Now, though, with Mattel's first full quarter of TLC ownership on the books, it appears there's still considerable work ahead. The company said in a press release yesterday that it expects the division to report a "significant" revenue shortfall in Q3 -- results are set for release on Oct. 21 -- due to a decision not to proceed with a planned licensing agreement and higher-than-expected returns.
The resultant lower revenues at TLC -- combined with the write-off of bad debts, increased customer benefits, and the termination of certain distributors -- are expected to create a third-quarter loss of between $50 million and $100 million.
Mattel was looking for a profit of about $50 million for the division; it was unprofitable in last year's third quarter as an independent company. Companywide quarterly EPS is expected to be between $0.30 and $0.40 with revenues down between 2% and 4%. Wall Street's consensus estimate was $0.70 per share. The company's stock fell some 20% on the news this morning.
Still, the company insists that the rest of its operations are strong.
"Unfortunately," said Mattel Chairman and CEO Jill Barad, "the Learning Company performance masks the underlying vitality of our core U.S. business." She said over-the-counter sales of her company's flagship Barbie, Fisher-Price, and Wheels brands were strong with shippable orders more than $100 million higher than the company could handle; those shipments will be moved into Q4. It's an encouraging sign for investors who remember last year's announcement that retailers were buying cautiously in Q4.
This story nevertheless highlights the importance of closely watching a company as it works to integrate acquisitions, particularly major ones. It's a serious test of management's acumen as financial, cultural, and strategic issues come to the fore and require attention above and beyond that needed to run a company's core business.
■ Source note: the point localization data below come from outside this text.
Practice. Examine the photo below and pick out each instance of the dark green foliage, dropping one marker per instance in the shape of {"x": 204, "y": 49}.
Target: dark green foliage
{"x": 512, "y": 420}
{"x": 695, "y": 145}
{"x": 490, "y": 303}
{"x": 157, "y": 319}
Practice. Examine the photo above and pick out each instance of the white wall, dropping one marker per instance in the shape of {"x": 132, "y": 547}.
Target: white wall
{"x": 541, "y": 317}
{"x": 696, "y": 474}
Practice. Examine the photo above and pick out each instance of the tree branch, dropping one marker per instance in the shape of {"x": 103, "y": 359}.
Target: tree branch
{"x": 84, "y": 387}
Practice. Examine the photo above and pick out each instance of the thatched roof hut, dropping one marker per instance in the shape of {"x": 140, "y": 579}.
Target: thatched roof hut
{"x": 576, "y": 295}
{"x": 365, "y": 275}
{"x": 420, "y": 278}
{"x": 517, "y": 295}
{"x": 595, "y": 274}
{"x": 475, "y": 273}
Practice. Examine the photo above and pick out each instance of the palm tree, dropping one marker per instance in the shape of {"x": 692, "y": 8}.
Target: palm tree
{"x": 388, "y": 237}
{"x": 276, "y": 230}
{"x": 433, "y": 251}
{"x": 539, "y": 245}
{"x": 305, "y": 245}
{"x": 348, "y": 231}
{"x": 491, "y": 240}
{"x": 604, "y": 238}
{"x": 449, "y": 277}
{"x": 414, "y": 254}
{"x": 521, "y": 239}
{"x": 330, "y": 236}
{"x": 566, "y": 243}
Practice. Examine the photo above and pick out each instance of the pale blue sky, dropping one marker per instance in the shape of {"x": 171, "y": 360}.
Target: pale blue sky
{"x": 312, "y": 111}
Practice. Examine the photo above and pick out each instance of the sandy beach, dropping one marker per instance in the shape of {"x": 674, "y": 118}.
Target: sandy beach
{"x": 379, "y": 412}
Mattel still appears well-positioned for future growth with heavy tie-ins to the upcoming sequel to Disney (NYSE: DIS) and Pixar's (Nasdaq: PIXR) Toy Story animated feature. Other promising projects include a series of agreements -- like one with Power Rangers pusher Bandai -- and the possibility of a spin-off of its online retail operation.
And we can't forget all of the benefits Mattel expected to reap when it bought TLC in the first place, not the least of which included the opportunity for crossover opportunities for its own brands.
With Mattel shares currently trading at a 52-week low -- which is saying something given the stock's performance -- investors who believe Barad can make the TLC acquisition work might want to start taking a closer look at the company.
But today's announcement highlights the impact that more foul-ups could have on Mattel's performance. Investors should proceed carefully.